Taxpayers must verify their identities using a more rigorous Secure Access process that requires them to have immediate access to an email address, account information from a credit card or other loans types and a text-enabled mobile phone. New and returning users must follow the Secure Access steps outlined in Fact Sheet 2016-20, How to Register for Get Transcript Online Using New Authentication Process.

Note that the mobile phone in question, under the transcript program, was required to be a phone on a post-paid plan, and not a prepaid phone plan. The latter type of plan is the only one generally offered by entities that resell access to cellular towers (“mobile virtual network operators”), including such entities that are controlled by larger post-paid services. Prepaid operators generally do not run credit checks on their customers and the IRS appears to have determined that it would be possible for those perpetrating the frauds to obtain phones in the names of the intended victims.
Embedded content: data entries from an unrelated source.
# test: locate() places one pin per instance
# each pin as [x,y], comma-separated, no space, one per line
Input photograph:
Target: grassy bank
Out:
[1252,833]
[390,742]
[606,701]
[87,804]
The downside, of course, is that identity theft victims that are using MVNO services (such as Google’s Project Fi or Cricket) will not be able to use the IP PIN online retrieval system. As well, it is reasonable to expect that many taxpayers will be unable to provide the information requested to prove their identity. Thus advisers should remind clients who receive an IP PIN or who are likely to receive them (having been tax ID theft victims) that they need to be sure to retain the IP PIN mailed to them, as if they lose it the processing of their next tax return may be delayed significantly.